ProPublica’s exposé on the tax bills of U.S. billionaires was the biggest single news article of this past week. But was it also total nonsense? Substacker Jeremy Arnold convincingly argues that the nonprofit, so-called public-interest newsroom breezily treated unrealized gains in asset value as if it were the exact same thing as income, and then invented something called the “true tax rate,” an entirely new and meaningless metric that no one had been stupid enough to use before, to make it seem as if the Warren Buffetts of the world were getting away with paying almost nothing. The very likely criminal breach of thousands’ of peoples’ privacy that made this “scoop” possible barely paid off as far as news value goes, since ProPublica had to, among other things, conflate tax evasion and tax avoidance—not the same!—to make it seem like something nefarious was going on. And yet: ProPublica’s top-line conclusions feed a populist anti-billionaire moment and will undoubtedly crop up during the next round of debate on tax reform. Whether it’s nonsense or not, and whether it deserves to be or not, and whether its status as such is an indictment of the entire journalistic craft, the ProPublica story is a landmark. Read more: https://savingjournalism.substack.com/p/propublicas-bombshell-bullshit-tax

This week gifted us with one of the great schadenfreude reads of 2021, an often-unflattering profile of the journalist, Twitter creature, and former political operative Yashar Ali in LA Magazine. Hard to get behind Yashar’s role in destroying the career of Alison Roman for no real reason, but it’s undeniably hilarious that he put himself in charge of liquidating a fashion billionaire’s art collection, and you have to at least respect his schmoozing ability, which is world-class:

He’s always attached himself to rich, powerful people and to elected officials and made himself appear indispensable,” recalls a former colleague who worked alongside Ali in Newsom’s San Francisco office. Like many people interviewed for this article, he declined to speak for attribution out of concern that Ali might somehow retaliate. “I don’t exactly fear him, but he can be vengeful and very vindictive.”
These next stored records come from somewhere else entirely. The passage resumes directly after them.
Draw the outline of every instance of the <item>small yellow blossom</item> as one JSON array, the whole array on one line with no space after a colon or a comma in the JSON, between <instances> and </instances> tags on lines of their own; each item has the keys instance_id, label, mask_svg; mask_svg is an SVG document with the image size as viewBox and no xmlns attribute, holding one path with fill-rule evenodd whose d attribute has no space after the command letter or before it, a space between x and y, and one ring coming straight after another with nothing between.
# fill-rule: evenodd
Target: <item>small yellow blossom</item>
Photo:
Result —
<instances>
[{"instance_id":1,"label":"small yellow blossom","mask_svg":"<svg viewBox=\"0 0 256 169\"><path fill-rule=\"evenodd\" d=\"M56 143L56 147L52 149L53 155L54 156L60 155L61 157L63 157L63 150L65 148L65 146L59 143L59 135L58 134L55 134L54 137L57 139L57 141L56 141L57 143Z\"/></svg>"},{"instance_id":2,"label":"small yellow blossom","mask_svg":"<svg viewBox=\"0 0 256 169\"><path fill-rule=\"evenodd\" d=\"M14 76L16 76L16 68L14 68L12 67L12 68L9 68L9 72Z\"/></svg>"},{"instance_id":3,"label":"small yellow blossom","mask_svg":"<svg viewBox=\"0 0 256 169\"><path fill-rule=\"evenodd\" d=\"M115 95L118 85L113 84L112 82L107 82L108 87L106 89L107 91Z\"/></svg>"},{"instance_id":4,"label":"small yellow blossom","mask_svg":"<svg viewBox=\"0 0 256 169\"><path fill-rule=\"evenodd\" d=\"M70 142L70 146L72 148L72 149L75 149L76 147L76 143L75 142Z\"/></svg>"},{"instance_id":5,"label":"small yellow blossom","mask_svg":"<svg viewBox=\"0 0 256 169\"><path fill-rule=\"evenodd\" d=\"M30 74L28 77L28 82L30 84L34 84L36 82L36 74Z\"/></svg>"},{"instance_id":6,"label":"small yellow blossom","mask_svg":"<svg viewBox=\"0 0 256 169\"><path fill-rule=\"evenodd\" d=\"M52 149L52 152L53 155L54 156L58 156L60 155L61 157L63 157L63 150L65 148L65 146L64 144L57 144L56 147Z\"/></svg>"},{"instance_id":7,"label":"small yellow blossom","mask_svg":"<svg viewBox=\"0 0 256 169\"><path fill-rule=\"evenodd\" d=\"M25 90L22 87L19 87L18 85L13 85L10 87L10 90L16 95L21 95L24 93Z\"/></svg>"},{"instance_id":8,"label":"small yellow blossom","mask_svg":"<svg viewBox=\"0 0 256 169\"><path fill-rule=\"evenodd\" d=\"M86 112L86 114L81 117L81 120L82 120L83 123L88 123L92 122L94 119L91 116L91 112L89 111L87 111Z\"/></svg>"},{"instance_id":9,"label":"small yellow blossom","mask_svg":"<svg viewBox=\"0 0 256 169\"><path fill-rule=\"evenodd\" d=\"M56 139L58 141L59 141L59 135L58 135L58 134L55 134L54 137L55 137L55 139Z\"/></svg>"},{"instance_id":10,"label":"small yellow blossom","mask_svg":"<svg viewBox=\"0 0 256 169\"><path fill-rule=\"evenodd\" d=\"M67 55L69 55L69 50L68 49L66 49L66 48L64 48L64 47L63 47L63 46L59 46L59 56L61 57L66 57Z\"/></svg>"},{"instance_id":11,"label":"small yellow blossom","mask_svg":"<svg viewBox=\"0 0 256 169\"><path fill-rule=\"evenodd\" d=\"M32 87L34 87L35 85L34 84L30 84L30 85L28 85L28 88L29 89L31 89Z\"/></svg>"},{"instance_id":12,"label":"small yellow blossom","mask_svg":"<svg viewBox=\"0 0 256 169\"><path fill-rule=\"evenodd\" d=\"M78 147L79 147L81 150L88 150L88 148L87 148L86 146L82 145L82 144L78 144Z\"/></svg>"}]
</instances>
How Ali acquired so many powerful supporters is a bit of a mystery. Even his closest allies are a bit fuzzy about how they met. “I don’t remember how we became friends,” says New York Times Washington correspondent Maggie Haberman. [CNN cheif Jeff] Zucker has a hard time recalling, too. “That’s a really good question. How do I know Yashar?” So does CNN anchor Jake Tapper. “I couldn’t tell you how we met, but suddenly he was a presence in my life—a wonderful one,” he says. “It just feels like he’s always been in my life. But I don’t know that I’ve ever met him in person.”
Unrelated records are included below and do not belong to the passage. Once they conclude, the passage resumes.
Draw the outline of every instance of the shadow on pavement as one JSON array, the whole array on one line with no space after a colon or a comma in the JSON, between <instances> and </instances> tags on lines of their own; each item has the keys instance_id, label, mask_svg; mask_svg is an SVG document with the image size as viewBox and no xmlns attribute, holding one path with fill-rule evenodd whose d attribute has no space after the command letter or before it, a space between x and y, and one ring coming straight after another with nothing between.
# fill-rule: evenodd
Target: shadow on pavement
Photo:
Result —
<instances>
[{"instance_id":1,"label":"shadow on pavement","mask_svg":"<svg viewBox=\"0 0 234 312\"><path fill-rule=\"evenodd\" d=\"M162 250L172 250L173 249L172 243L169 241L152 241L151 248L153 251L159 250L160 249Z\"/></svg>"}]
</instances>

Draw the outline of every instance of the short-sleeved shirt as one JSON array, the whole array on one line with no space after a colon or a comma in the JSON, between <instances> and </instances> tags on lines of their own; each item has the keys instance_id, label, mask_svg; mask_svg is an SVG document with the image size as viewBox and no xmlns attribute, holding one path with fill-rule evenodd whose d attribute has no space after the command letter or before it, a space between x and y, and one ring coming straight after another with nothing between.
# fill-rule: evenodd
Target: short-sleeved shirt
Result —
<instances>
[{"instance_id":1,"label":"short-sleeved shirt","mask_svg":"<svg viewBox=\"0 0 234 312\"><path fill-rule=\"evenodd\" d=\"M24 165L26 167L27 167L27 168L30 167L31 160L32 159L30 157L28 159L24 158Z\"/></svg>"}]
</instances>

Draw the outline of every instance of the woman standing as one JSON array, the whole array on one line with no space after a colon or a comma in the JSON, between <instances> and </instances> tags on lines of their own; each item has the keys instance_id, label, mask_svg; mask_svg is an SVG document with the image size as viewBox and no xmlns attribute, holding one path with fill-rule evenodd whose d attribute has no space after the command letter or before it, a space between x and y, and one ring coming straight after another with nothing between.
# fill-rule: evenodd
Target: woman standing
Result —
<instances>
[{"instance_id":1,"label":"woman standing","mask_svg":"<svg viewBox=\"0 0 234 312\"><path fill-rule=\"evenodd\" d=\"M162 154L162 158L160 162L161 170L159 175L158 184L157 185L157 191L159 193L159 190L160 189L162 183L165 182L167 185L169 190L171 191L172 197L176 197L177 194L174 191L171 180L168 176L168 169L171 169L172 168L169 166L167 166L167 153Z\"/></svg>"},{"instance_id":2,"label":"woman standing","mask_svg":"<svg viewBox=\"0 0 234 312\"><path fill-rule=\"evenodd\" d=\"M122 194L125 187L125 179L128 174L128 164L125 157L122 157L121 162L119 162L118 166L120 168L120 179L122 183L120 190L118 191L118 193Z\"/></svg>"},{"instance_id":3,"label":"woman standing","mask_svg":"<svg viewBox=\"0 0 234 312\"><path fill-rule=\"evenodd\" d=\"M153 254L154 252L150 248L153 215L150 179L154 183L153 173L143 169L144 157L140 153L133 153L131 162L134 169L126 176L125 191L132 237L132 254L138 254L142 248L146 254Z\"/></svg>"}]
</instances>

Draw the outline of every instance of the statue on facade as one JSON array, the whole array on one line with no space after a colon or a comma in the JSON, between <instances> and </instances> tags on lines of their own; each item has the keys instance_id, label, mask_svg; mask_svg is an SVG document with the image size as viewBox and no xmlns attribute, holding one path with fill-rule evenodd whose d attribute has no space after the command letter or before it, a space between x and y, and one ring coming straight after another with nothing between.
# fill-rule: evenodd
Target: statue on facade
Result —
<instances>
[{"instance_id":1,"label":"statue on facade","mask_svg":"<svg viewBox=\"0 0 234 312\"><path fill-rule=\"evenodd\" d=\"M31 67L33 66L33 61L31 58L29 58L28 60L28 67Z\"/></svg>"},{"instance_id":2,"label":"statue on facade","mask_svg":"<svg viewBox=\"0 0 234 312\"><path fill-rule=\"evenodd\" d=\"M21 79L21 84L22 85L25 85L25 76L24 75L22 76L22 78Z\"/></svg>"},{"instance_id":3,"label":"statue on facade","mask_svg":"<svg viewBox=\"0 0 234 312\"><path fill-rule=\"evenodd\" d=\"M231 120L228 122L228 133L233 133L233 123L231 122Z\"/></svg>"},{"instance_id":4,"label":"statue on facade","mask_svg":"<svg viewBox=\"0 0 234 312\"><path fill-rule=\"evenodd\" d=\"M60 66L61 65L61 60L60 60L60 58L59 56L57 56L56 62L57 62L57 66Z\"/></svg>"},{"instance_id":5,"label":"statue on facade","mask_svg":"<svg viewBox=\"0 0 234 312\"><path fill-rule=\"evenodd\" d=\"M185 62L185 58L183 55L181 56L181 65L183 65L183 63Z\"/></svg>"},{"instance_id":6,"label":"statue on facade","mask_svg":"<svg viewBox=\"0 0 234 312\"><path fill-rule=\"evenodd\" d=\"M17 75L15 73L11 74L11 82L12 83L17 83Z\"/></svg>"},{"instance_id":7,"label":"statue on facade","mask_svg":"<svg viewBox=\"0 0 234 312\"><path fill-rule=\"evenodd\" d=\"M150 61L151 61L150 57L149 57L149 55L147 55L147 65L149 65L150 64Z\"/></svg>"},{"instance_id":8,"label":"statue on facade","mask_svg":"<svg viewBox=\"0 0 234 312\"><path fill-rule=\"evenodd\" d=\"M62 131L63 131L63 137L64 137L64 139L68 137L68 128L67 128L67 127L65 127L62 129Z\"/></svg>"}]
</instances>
Read more: https://www.lamag.com/mag-features/yashar-ali/

Turns out that if you tweak emerging social justice speech norms even slightly, they can be used as a cudgel by one of the allegedly leading enemies of social justice, namely the cops. Tablet contributor Nicholas Clairmont goes deep on a hideous incident in which an NYPD union has sued a protester for using allegedly racist language against an Asian American police officer. The implications go far beyond this one case:

The idea that people could be punished for saying something that is a direct incitement to violence has been accepted, and legitimately so, in American jurisprudence. However, the idea that you could be punished if you say something that may make society in general a worse place has (thus far) been roundly rejected, no matter how many critical theorists have yowled. The separation between the specific and the general is necessary for maintaining a pluralistic and liberal society in which every verbal dispute isn’t settled in a court of law.